We finish this notebook with a convergence plot as above. This time we show that the \(L2\) phase-condition provides better accuracy then the phase-condition used in [AHGKM16]. However, as stated in [Kuz21] these results do not lift to the central manifold of a general system.
Also shown is that the Lindstedt-Poincaré method provides a much better approximation here then either one of the regular perturbation methods.
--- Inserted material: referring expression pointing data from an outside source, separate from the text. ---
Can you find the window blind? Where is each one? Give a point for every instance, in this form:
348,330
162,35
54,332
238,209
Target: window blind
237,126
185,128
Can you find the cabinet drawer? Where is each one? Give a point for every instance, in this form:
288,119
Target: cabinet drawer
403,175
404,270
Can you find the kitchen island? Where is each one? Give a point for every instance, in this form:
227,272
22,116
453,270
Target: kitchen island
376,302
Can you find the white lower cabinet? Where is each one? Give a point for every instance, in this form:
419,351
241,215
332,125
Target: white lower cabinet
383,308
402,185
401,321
This however doens’t hold true for the first order correction.
BToptions = BT_Hom_set_options();
BToptions.TTolerance = 1e-05;
BToptions.messages = false;
BToptions.correct = false;
amplitudes = logspace(-4, 1, 20);
methodList = {'LP', 'RegularPerturbation', 'RegularPerturbationL2'};
relativeErrors = {};
for i=1:3
for k=1:length(methodList)
relativeErrors{i,k} = zeros(size(amplitudes));
BToptions.order = i;
BToptions.method = methodList{k};
for j=1:length(amplitudes)
BToptions.amplitude = amplitudes(j);
[x_pred, v0] = init_BT_Hom(odefile, bt, ap, BToptions);
try
x_corrected = newtcorr(x_pred, v0);
relativeErrors{i,k}(j) = norm(x_corrected-x_pred)/norm(x_corrected);
catch
warning('Did not converge.')
continue
end
end
end
end
clf
cm = lines();
loglog(amplitudes, relativeErrors{1,1}(:), '-', ...
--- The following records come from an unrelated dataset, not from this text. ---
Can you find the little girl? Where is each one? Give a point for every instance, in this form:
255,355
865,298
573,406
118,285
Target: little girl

amplitudes, relativeErrors{2,1}(:), '-', ...
amplitudes, relativeErrors{3,1}(:), '-', ...
amplitudes, relativeErrors{1,2}(:), '+', ...
amplitudes, relativeErrors{2,2}(:), 'x', ...
amplitudes, relativeErrors{3,2}(:), '*', ...
amplitudes, relativeErrors{1,3}(:), '+', ...
amplitudes, relativeErrors{2,3}(:), 'x', ...
amplitudes, relativeErrors{3,3}(:), '*')
legend('Lindstedt-Poincaré order 1', 'Lindstedt-Poincaré order 2', ...
'Lindstedt-Poincaré order 3', ...
'Regular Perturbation order 1','Regular Perturbation order 2', ...
'Regular Perturbation order 3', ...
'Regular Perturbation L2 phase condition order 1', ...
'Regular Perturbation L2 phase condition order 2', ...
'Regular Perturbation L2 phase condition order 3', ...
'Location', 'NorthWest')
title('Bogdanov Takens normal form homoclinic convergence plot')
xlabel('$A_0$')
ylabel('$\delta(X)$')
ax = gca;
gray = [0.8 0.8 0.8];
ax.ColorOrder = [gray; gray; gray; cm(1,:); cm(1,:); cm(1,:); ...
cm(2,:); cm(2,:); cm(2,:)];
Warning: Did not converge.